I don't pretend that it's ever just one of their's fault (I was the oldest, and got sick of being the one told they ultimately at fault), I realise that when they're hungry or tired they're going to be fractious (and I tell them that, but say that doesn't make it OK)

Also hate whining, so they get no extra sympathy points for that.

I sound harsh, but it really isn't. They need to learn now that it's never acceptable to hit, or to wind someone up for the fun of it and I'd prefer to take the hit of sorting that now rather than have to deal with it when they're big and can do even more damage.

MerryMarigold Tue 25-Apr-17 11:16:46

Yes, we do the separate rooms thing at the moment. Sadly, they share a room, but we are looking into dividing the master bedroom into 2 so they can have separate rooms as I hoped when we moved 2 years ago that it would help them be better friends, but actually seems to have made things worse or not helped anyway.

Also just to clarify ds2 did not get sympathy from me, even though he was genuinely quite hurt and knee was a bit swollen. Thankfully today it is fine. The fracture was a different injury from football, but I think it is ok as he can bear some weight on that leg today despite the knee incident. (He's still on crutches so not supposed to weight bear often, but doc said he could start). He has exactly the same punishment as ds1 which is no xbox for 2 weeks. I also never let him off just because he wasn't physical. He knows what he is doing, but on the other hand, ds1 can get irritated by things which are just ds2 being himself (eg. talking at breakfast!). Ds2 just gets right on ds1's nerves because he is jealous of him, so it isn't ALL ds2's fault.

Ds1's bullying has been 'dealt with' by school to some extent (school are aware), but it is more emotional now eg. he has one main friend who 'sometimes doesn't want to play' and when he went on his residential trip he sat alone on the coach on the way there and back. However, he hasn't mentioned being made fun of, just a bit sidelined and everyone is better friends with each other. I see him before school and his in the group but not part of it IYSWIM.

Next year ds1 will move on to secondary. He will have 3 years before ds2 joins him, so I am hoping by the time he is Y10 and ds1 is a baby y7 that the balance will be redressed somewhat. I am looking forward so much to ds1 having this 'break'.
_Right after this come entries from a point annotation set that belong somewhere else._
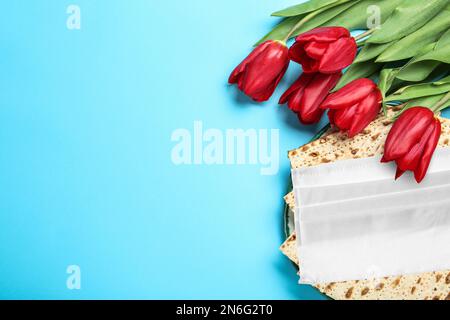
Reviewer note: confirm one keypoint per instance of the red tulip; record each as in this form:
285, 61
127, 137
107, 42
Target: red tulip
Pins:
355, 106
325, 50
259, 74
306, 94
412, 141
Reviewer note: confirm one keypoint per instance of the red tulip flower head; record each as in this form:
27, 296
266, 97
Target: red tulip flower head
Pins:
306, 94
324, 50
259, 74
354, 106
412, 141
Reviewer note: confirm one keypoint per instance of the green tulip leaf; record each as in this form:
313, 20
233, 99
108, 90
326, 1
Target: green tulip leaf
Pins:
356, 17
407, 18
426, 102
283, 28
304, 8
371, 50
414, 43
356, 71
421, 67
420, 90
444, 40
387, 77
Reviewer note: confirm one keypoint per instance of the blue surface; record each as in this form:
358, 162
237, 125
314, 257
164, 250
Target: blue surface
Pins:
87, 179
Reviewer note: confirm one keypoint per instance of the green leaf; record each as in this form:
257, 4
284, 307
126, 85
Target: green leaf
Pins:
408, 17
412, 44
387, 77
325, 16
420, 90
283, 28
356, 16
444, 40
421, 67
371, 50
356, 71
304, 8
426, 102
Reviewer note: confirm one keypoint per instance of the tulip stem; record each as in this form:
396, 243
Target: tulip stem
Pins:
441, 104
365, 34
302, 22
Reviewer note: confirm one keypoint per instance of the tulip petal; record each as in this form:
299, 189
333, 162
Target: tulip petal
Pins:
296, 88
399, 173
428, 152
263, 74
366, 112
339, 55
406, 132
298, 54
314, 95
234, 77
323, 34
316, 50
344, 117
350, 94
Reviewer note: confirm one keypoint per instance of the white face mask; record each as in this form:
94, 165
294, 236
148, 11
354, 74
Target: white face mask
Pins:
355, 222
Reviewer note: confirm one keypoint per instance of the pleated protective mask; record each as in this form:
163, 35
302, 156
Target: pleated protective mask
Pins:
354, 221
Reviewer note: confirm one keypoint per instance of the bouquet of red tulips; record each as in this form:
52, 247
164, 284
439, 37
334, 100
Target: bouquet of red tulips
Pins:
402, 59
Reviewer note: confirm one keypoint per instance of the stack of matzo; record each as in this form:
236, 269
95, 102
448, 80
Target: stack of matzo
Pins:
336, 146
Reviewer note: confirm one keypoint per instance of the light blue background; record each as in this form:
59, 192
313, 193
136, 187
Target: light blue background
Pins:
86, 176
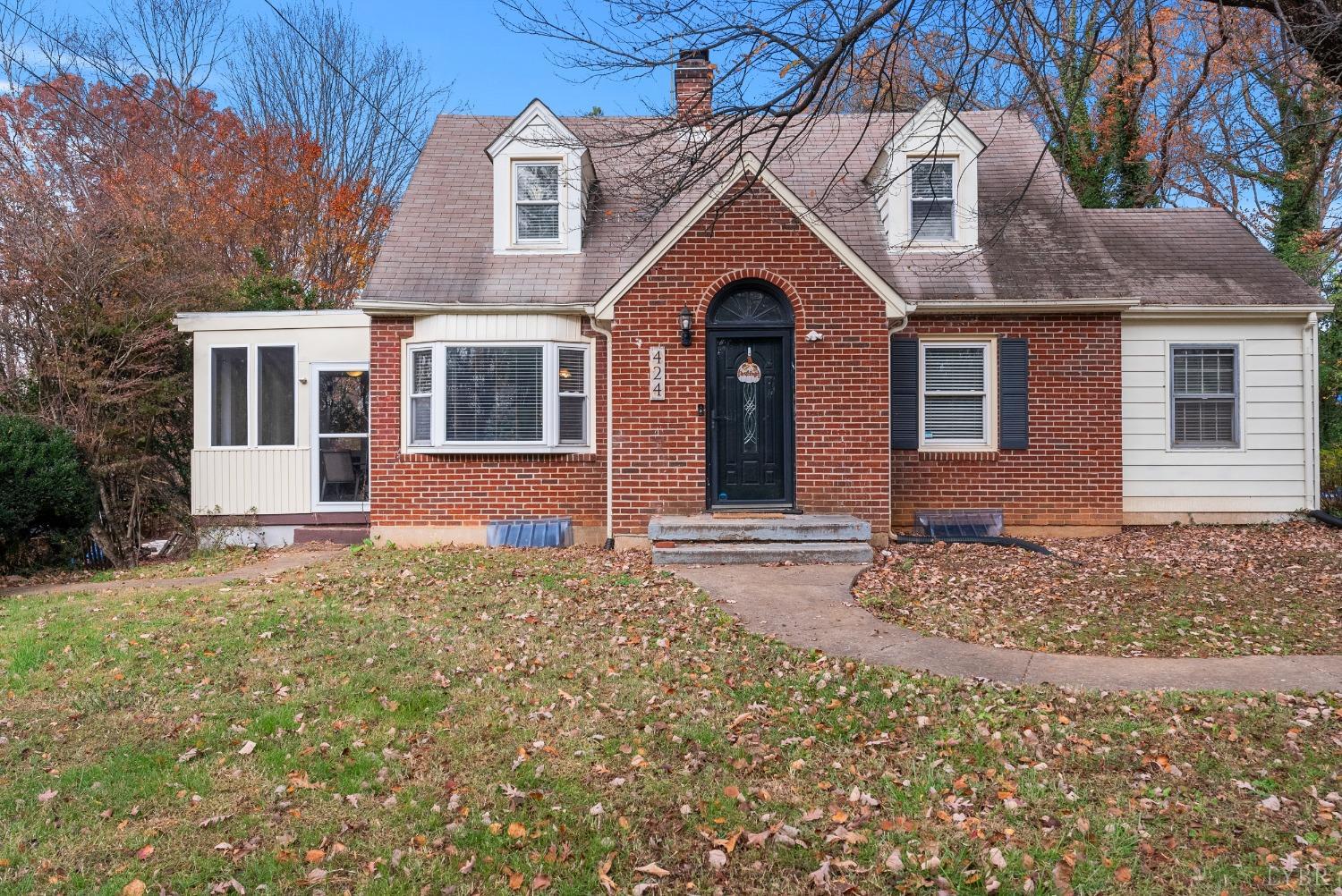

Thanks for the advice. I hope last night gave them a jolt. I will continue to intervene then, tiresome as it is. I don't know why they think it is ok to do this. Ds1 does also occasionally hit me, but no punishment seems to be enough to stop him completely. I seriously thought about getting the police round last night to speak to them and give them a scare.

MerryMarigold Tue 25-Apr-17 11:19:52

Choc choc, we have been doing this for YEARS. It ramped up when ds2 started school though and started correcting ds1's spelling when he was in YR and ds1 was n Y3.